Another related question: what about topological weirdness inside the space of instruments? If you plot some of this (take as a baby model three instruments that are essentially independent, choose a time horizon, and plot the simultaneous returns) the main characteristic you’ll see is that it’s a bounded blob. But inside that blob are certainly inconsistencies; in particular the density is not everywhere the same. Is the lack of consistency a signal that there’s a model there? Does the market know about holes, for example? Maybe not, which would mean that the space of (profitable) models is perhaps better understood as a space whose basis consists of something like “holes in the instrument space”, rather than a dual.

This is verging on something like what CompTop is talking about. Maybe. I’ll have to go read what they’re doing now.

Yep, Cathy, what you say in the last paragraph is very much in the spirit of Comp Top / persistent homology. To give a simple example: suppose there are two instruments you’re tracking in time, and suppose (for some reason) that they are connected by some kind of predator-prey type relationship, which tends to produce a cycle. This will NOT show up as a correlation between the two instruments, but it might be detectable in persistent homology — as long as things aren’t too noisy, the sampling rate is sufficiently high relative to the length of the cycle, etc.

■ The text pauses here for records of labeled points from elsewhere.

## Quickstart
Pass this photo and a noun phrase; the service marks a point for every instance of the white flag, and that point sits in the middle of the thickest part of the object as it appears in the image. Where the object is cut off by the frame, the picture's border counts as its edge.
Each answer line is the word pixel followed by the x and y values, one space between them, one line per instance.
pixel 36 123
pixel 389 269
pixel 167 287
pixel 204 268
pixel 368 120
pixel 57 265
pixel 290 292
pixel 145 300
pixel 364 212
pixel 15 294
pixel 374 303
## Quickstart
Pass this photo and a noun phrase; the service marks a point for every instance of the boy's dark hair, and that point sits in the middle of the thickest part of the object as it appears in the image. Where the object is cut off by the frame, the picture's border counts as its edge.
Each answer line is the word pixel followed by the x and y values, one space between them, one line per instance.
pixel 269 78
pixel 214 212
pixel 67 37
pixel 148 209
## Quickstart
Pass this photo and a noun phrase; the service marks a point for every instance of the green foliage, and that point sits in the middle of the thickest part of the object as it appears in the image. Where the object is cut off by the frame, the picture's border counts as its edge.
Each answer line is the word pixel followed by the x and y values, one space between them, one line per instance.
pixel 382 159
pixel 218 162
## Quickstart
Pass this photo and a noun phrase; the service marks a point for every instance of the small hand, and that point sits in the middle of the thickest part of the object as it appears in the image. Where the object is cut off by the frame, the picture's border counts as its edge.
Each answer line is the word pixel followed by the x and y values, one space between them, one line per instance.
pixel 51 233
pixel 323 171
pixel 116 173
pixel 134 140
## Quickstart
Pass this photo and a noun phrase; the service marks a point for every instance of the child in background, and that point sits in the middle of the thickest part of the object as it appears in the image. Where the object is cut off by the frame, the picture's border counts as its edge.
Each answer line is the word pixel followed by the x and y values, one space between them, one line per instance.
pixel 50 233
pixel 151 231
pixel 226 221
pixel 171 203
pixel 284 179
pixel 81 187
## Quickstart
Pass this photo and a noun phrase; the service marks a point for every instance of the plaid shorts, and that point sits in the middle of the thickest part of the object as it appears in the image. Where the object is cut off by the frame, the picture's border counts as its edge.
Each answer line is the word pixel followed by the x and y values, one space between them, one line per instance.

This is the third time I have tried to make this post and the idea it contains still isn’t as well-formed as I would like; my return to work is exhausting:

When I am looking for duals to some kind of mathematical object there are a couple useful starting points.

Categorical duals, (which include partial order duals and vector space duals as special cases) are useful because they are so general, and they can be studied by identifying the object itself as a category, or finding the ambient category in which the object resides: see the book The joy of cats:Abstract and Concrete Categories for an introduction to category theory.

Closely related are the Stone dualities between spaces and algebras.

Since we are looking at multi-dimensional spaces where there is no universal othorgonal basis available I want to see if the objects are some kind of manifold (which would allow me to apply Stone dualities), and since the spaces relate to probability and statistics, I am expecting them to be measure spaces (which might help me to clarify the topology of the objects).

.

Any recommendation for solid modern computation topology text which includes coverage of relevant persistent homology (e.g. Edelsbrunner and Harer [2010])?